Life Magazine releases unpublished photos from Woodstock, and boy are they ’70s! Well, late ’60s technically.

Ira Glass takes issue with the J.K. Rowling canon: “Harry Potter to me is a bore. His talent arrives as a gift; he’s chosen. Who can identify with that?” Who indeed.

St. Mark’s Bookshop has raised enough money to move to a new location in the East Village! Rejoice!

Everyone is obsessed with Dorothy B. Hughes this week, following the New York Review Books release of The Expendable Man–and rightly so.

-What to make of Paul Ryan: is he a charmer? A right wing wet dream? A sex object?
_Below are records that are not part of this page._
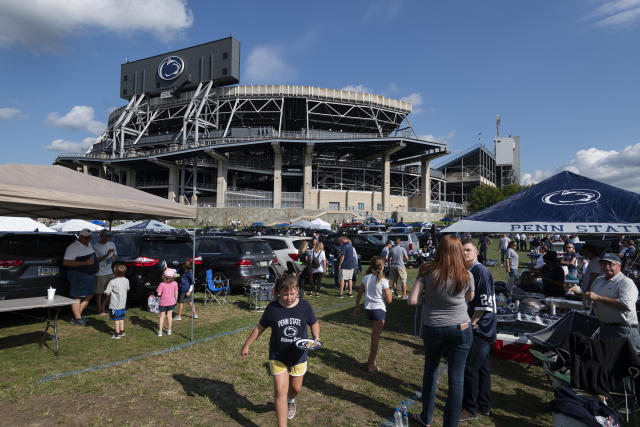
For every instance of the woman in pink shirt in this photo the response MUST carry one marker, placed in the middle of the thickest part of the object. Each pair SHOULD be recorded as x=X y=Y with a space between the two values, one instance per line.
x=168 y=293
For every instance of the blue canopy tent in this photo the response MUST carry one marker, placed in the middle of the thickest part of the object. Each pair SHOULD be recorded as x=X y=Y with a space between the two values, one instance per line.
x=564 y=203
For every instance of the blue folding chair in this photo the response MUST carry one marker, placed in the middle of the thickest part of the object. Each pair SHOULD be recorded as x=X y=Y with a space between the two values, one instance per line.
x=216 y=290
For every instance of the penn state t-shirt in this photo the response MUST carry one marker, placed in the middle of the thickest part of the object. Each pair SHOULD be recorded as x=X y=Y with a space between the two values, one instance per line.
x=287 y=326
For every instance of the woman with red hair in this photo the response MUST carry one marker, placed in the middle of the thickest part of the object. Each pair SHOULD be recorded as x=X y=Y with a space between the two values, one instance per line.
x=447 y=286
Or just a tireless self-promoter? “I later asked an important non-elected Republican—who as it happened was an adviser to Romney—how Ryan pulled it off. He sighed and said, ‘He wore them down. Paul is very persistent—and there was nothing else.'”

-The 50th New York Film Festival Main Slate has been announced, with offerings by Abbas Kiarostami, Ang Lee, and Alain Resnais. David Chase’s first feature, Not Fade Away, will appear as the Centerpiece presentation, and festival favorites Amour and Passion (Haneke and DePalma, respectively) will also screen.

-Pussy Riot is convicted and sentenced to two years in prison. The charge? “Hooliganism motivated by religious hatred”.